People may have seen rats near the premises or signs of undercooked food. Perhaps others who were ending their vacation had made reports to those who were starting. As well as being aware of the circumstances leading to the outbreak, it would be vital to understand how much knowledge the tour operator had that standards were below par. What had they done to monitor the conduct of the restaurant? Had they been given reports from other holiday makers and had they acted on those reports? Was there anything they could have done to prevent the outbreak in the first place or to stop things getting worse later on?

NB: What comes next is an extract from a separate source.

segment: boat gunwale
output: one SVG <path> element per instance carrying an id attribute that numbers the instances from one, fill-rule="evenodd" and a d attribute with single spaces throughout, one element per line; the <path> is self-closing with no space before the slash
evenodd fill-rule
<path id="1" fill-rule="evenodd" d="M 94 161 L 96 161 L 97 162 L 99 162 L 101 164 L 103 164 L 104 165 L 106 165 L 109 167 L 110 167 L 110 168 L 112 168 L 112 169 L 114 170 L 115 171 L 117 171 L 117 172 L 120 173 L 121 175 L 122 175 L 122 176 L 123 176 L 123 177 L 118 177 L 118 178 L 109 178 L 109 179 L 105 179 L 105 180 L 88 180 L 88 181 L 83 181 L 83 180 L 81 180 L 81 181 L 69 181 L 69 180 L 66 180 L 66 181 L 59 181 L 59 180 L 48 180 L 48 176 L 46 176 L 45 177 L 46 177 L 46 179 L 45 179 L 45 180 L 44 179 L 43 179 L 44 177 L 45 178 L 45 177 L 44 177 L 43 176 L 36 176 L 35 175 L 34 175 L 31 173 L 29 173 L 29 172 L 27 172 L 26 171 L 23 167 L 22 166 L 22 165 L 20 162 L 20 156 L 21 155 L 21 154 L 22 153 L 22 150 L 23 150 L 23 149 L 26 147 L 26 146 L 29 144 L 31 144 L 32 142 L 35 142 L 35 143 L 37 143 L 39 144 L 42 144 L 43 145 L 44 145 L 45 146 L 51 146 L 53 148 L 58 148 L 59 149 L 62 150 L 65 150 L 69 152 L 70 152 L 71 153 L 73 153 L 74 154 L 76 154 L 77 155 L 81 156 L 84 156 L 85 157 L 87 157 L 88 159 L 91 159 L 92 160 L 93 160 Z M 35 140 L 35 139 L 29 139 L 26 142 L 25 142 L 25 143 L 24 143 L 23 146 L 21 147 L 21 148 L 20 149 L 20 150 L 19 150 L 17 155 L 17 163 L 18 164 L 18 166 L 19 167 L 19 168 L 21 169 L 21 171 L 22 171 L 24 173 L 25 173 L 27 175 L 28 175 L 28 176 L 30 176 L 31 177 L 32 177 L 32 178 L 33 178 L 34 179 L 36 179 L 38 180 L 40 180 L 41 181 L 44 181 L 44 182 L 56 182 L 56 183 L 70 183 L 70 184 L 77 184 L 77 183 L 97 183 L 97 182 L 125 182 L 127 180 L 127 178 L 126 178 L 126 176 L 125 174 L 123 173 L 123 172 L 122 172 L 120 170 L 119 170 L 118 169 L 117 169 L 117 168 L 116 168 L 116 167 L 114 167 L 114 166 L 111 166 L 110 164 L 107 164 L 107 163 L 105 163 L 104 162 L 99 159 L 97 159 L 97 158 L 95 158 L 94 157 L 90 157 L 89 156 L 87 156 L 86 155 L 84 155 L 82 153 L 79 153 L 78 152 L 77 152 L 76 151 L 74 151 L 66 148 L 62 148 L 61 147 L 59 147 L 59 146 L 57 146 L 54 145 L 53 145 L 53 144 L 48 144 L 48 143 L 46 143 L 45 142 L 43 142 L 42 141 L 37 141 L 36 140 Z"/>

The last question is also significant. It is already extremely unfortunate to contract an illness such as Salmonella. The response of your tour operator can make a massive difference to how the incident impacts on your life. Were they prompt in getting you a high standard of medical treatment? Did they take immediate action to safeguard the health of the other people also staying in the resort? How compassionate were they – did they keep regular checks on you to see if they could help further? Did they accept any responsibility or offer any sort of compensation?Did they even offer a gesture of good will without accepting responsibility?
You may have gathered by now that the likely focus of any claim for compensation will be the tour operator. You will have entered into an agreement with them here in the UK and they are seen as your guardians for the duration, there to act as a friendly, familiar trusted guide so you can feel at home in a foreign land.
It is a good idea to research your intended holiday destination as much as you can. Be aware of any vaccinations you need to take. Are there any bugs or strange laws, for that matter, that you need to know about? Remember the case of a British lady being arrested for posing topless at the top of a sacred mountain.
Secondly while you are on holiday, if you see anything that raises eyebrows or leads you to suspect that standards are not being met, take photographs. Keep records of anything at all that may be used in evidence later should things go pear shaped. Speak to the tour operator at the earliest opportunity and make them aware that you have taken photographs. This may not make you the most popular tourist on their books but it is more likely to provoke an immediate response to your concerns and, after all, it would be better to have a tour guide who is not your best friend than to pick up a life threatening bug.
If you or somebody in your family contracts a nasty bug while abroad (or at home) take steps to find out if anybody else has picked up the same infection. Having those details could be really helpful for your solicitor. We are here to help.
Enjoy the rest of the holiday season, at home or away, and stay healthy and happy.